Katyn ou le mensonge
    5 mars 1940
    À perte de vue, la neige. Revêtus de leurs capotes hivernales, les prisonniers polonais du camp de Kozielsk considèrent avec autant d’étonnement que d’amertume les champs immaculés qui s’étendent au-delà des limites qu’aucun d’entre eux, depuis novembre 1939, n’a le droit de franchir. Malgré les interdits de leurs gardiens, tous membres du NKVD soviétique, ils ont célébré Pâques avec leur aumônier. Faut-il maintenant qu’ils soient privés de printemps ? Certains prisonniers tiennent des agendas. L’un d’eux, à la date du 9 avril 1940 : « Mardi. Aujourd’hui, même temps qu’en hiver… Champs couverts de neige…»
    Qui, des cinq mille officiera polonais prisonniers à Kozielsk, pourrait oublier ? Ils ont été mobilisés pour faire face à l’agression allemande du 1 er septembre 1939. Ce jour-là, Hitler a jeté dans la bataille cinq armées allemandes fortes de quarante divisions blindées. Appuyées par de foudroyantes attaques aériennes, elles ont, face aux quarante divisions polonaises – dont aucune entièrement blindée –, déclenché la « guerre éclair ». L’Histoire a retenu l’héroïsme des Polonais mais que pouvait-on espérer d’un combat à ce point inégal ?
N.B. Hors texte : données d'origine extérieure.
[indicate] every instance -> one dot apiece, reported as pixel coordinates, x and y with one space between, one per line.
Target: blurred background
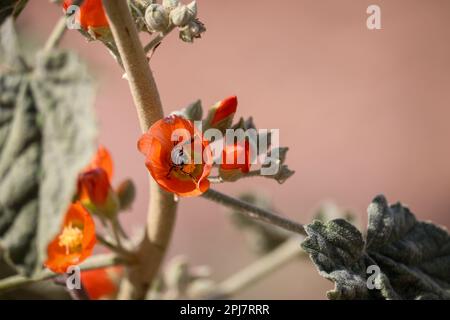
363 112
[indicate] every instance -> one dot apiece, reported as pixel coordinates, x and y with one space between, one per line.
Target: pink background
363 112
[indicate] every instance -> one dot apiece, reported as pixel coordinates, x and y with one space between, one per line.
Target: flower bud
169 5
182 15
126 192
192 31
157 18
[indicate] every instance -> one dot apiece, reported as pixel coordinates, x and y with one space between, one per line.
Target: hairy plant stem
162 207
272 261
94 262
57 34
157 40
255 212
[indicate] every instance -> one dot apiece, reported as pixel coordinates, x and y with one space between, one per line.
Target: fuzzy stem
258 270
94 262
156 40
162 207
254 212
56 35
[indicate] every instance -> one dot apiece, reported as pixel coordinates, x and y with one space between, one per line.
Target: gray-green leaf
47 134
11 8
413 257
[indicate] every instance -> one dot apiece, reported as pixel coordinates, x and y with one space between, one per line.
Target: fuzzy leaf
47 136
193 112
413 257
11 8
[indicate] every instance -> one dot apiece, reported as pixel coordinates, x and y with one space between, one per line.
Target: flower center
71 238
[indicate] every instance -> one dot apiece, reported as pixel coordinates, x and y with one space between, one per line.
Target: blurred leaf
47 136
11 8
193 112
261 237
10 56
413 256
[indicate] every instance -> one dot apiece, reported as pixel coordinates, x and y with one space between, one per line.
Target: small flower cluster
77 237
172 13
181 159
149 15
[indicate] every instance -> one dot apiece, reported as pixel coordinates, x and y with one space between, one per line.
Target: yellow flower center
71 238
189 168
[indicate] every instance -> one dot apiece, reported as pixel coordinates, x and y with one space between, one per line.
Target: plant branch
255 212
56 35
156 40
272 261
114 247
162 206
94 262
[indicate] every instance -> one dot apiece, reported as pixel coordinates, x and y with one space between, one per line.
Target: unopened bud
182 15
169 5
126 192
157 18
192 31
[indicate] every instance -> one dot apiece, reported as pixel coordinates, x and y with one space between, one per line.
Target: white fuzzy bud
169 5
183 15
157 18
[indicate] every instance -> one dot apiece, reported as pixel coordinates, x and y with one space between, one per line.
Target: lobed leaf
413 257
47 136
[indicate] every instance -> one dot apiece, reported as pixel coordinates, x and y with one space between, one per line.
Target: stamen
71 238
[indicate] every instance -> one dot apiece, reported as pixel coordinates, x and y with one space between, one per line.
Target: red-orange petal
101 283
224 109
157 146
91 14
94 186
57 259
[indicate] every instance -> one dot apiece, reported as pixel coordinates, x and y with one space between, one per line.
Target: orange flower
236 157
94 184
91 15
75 241
171 163
224 109
101 283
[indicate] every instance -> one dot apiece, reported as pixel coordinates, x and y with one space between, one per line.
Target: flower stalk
162 207
95 262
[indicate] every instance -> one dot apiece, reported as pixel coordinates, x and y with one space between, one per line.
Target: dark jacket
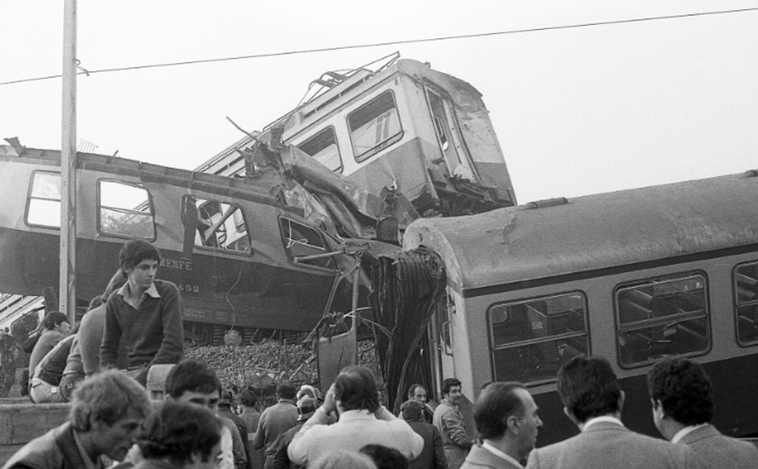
433 455
55 449
281 459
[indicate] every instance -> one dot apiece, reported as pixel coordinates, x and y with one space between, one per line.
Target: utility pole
67 296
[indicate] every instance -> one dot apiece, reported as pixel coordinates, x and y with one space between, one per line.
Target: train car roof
520 246
256 190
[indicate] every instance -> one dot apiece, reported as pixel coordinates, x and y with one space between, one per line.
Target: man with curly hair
682 399
363 420
179 435
147 312
106 414
592 399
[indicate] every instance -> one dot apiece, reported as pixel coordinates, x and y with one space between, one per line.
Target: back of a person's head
355 388
285 390
588 387
497 402
412 390
448 384
136 251
248 398
683 389
343 460
385 457
107 397
177 430
307 390
193 376
412 410
53 319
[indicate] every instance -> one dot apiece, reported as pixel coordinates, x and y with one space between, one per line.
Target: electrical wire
393 43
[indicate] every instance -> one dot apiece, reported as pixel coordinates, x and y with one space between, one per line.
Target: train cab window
374 126
323 148
746 307
220 226
531 339
124 210
44 207
662 316
302 242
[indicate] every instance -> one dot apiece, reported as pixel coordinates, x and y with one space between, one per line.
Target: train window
301 242
374 126
746 297
45 200
531 339
220 226
124 210
323 148
662 316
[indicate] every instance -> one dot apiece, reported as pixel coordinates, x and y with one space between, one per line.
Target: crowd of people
101 367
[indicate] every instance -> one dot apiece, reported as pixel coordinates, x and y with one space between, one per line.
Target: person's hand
330 403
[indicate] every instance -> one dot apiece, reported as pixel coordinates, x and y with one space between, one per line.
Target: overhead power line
393 43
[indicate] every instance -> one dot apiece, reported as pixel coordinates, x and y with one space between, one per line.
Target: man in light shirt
592 400
682 398
507 420
363 420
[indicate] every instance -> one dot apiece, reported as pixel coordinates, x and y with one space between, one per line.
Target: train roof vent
546 203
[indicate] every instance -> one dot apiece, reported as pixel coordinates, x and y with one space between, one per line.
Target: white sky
577 111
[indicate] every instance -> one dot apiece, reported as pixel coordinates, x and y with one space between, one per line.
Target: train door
441 341
448 136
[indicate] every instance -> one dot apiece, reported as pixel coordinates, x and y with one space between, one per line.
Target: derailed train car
631 275
241 250
398 125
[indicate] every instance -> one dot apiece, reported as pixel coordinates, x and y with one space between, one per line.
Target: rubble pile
263 365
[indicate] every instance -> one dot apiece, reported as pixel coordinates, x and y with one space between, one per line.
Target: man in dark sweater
276 420
306 407
433 455
146 311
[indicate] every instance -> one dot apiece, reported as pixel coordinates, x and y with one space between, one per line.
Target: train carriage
631 275
401 126
241 258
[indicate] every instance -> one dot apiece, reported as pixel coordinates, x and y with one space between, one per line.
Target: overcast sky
577 110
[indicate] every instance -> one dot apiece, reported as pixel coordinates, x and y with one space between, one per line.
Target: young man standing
146 311
106 415
682 398
508 422
592 399
449 421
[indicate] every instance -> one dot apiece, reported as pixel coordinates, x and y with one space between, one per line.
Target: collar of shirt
449 404
603 418
489 447
125 291
88 462
356 414
684 431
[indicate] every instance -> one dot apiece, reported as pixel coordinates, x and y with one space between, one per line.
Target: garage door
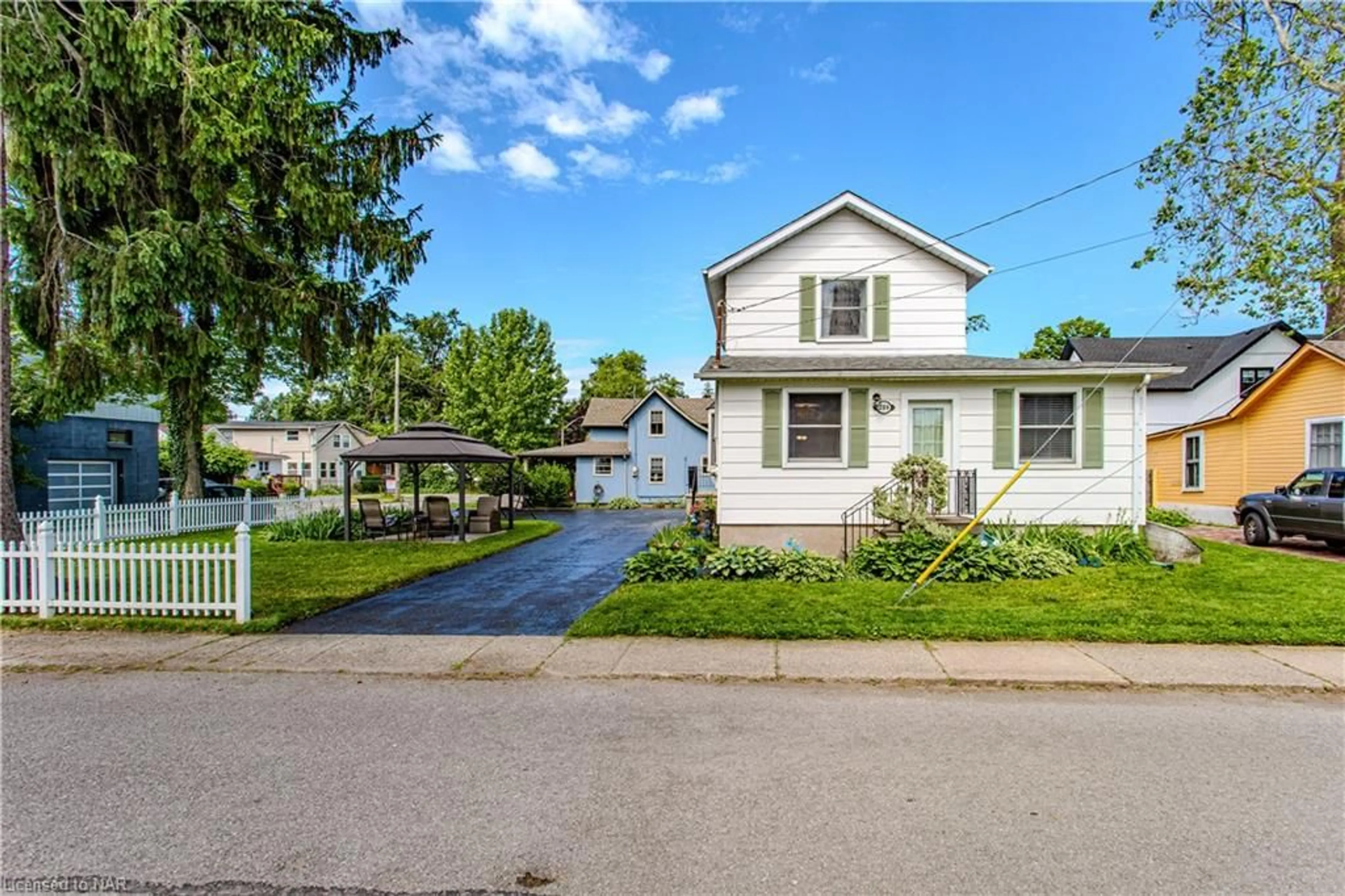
76 483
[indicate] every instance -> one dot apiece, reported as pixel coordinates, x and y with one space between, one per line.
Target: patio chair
439 517
486 518
376 523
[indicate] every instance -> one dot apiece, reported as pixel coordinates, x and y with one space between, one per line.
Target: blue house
111 453
650 448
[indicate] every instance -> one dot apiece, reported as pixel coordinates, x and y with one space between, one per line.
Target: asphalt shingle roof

    Le 17 septembre, une nouvelle inouïe : l’Armée rouge a franchi la frontière russo-polonaise aux cris de Na Germantza (sus aux Allemands) ! D’abord on s’est émerveillé. Les Soviétiques ont été accueillis comme des libérateurs. Un témoin se souvient : « On partagea le pain et on leur offrit des pommes. » Le général polonais Olszyna-Wieczynski, commandant le district militaire de Grodno, a ordonné à ses troupes de faciliter l’avance de l’Armée rouge. Il s’est avancé lui-même au-devant d’une unité soviétique. Résultat : « Il fut arraché du siège de sa voiture, placé contre une porte de grange et abattu par balles. »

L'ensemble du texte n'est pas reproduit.